Retrospective cohort study (Canadian Task Force classification II-2).
Academic university hospital.
Patients with a biopsy-proven diagnosis of complex atypical hyperplasia (CAH) or low-grade (1 or 2) endometrial cancer with body mass index <30 kg/m2 and undergoing robotic TLH and SLN mapping between 2012 and 2016 were included.
Surgical outcomes and cost data were collected retrospectively and analyzed based on the surgical approach with R-LESS vs MPR assistance.
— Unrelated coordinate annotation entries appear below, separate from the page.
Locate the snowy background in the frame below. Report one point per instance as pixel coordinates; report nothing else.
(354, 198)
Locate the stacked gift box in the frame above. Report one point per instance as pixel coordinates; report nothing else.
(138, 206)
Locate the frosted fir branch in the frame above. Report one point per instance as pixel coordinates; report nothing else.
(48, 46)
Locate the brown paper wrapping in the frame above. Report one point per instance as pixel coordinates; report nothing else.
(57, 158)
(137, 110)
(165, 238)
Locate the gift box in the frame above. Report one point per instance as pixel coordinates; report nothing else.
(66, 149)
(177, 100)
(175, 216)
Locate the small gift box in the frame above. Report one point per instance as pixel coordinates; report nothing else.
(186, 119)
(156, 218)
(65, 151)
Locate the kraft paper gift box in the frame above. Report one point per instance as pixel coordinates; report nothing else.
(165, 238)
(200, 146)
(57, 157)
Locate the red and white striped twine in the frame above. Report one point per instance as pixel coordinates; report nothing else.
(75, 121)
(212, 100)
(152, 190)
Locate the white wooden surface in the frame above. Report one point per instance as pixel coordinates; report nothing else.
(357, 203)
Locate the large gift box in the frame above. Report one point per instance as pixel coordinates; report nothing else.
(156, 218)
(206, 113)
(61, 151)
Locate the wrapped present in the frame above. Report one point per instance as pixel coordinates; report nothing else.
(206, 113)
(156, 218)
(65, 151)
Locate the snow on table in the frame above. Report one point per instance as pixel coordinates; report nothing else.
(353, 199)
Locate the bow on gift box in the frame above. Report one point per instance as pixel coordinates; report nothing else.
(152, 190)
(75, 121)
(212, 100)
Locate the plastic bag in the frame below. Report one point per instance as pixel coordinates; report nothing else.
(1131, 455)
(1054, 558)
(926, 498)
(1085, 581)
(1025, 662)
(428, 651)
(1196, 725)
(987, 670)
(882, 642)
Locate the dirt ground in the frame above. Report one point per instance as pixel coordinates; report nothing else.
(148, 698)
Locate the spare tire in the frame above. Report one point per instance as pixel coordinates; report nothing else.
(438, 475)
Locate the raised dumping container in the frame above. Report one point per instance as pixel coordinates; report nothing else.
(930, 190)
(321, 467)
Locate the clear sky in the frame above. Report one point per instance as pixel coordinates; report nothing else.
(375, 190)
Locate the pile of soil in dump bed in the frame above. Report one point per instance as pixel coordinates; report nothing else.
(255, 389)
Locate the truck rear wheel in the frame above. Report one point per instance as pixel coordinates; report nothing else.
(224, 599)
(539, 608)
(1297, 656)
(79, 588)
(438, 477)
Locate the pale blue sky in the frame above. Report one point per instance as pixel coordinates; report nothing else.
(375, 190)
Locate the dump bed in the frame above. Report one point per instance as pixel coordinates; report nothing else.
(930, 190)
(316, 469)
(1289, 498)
Twenty-seven patients who met the inclusion criteria were identified, including 14 patients who underwent R-LESS TLH with SLN mapping and 13 patients who underwent MPR TLH with SLN mapping. Median uterine weight was comparable in the 2 cohorts (111.3 g vs 83.8 g; p = .33). Operative and console times were equivalent with the R-LESS and MPR approaches (median, 175 minutes vs 184 minutes, p = .61 and 136 vs 140 minutes, p = .12, respectively). Median estimated blood loss was 50 mL in both cohorts. Successful bilateral SLN mapping occurred in 85.7% of the R-LESS procedures and 76.9% of MPR procedures. No intraoperative or 30-day complications were encountered, and all patients were discharged within 23 hours of surgery. MPR was associated with additional disposable instrument and drape costs of 660 compared with R-LESS, depending on the surgeon's instrument selection. Average total hospital charges were lower for R-LESS procedures (15,952; p < .05).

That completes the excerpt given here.